NAME

Bio::ToolBox::utility - common utility functions for Bio::ToolBox

DESCRIPTION

These are general subroutines that don't fit in with the other modules.

REGULAR SUBROUTINES

The following subroutines are automatically exported when you use this module.

parse_list
        my $index_request = '1,2,5-7';
        my @indices = parse_list($index_request); # returns [1,2,5,6,7]

This subroutine parses a scalar value into a list of values. The scalar is a text string of numbers (usually column or dataset indices) delimited by commas and/or including a range. For example, a string "1,2,5-7" would become an array of [1,2,5,6,7].
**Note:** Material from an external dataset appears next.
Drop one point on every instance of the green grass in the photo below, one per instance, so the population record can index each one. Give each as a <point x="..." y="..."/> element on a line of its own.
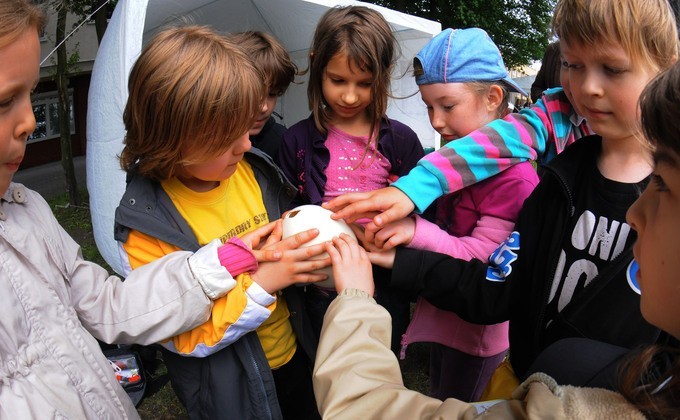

Pass the module the scalar string.

It will return the array of numbers.

format_with_commas
        my $count = '4327908475';
        printf " The final count was %s\n", format_with_commas($count);

This subroutine process a large number (e.g. 4327908475) into a human-friendly version with commas delimiting the thousands (4,327,908,475).

Pass the module a scalar string with a number value.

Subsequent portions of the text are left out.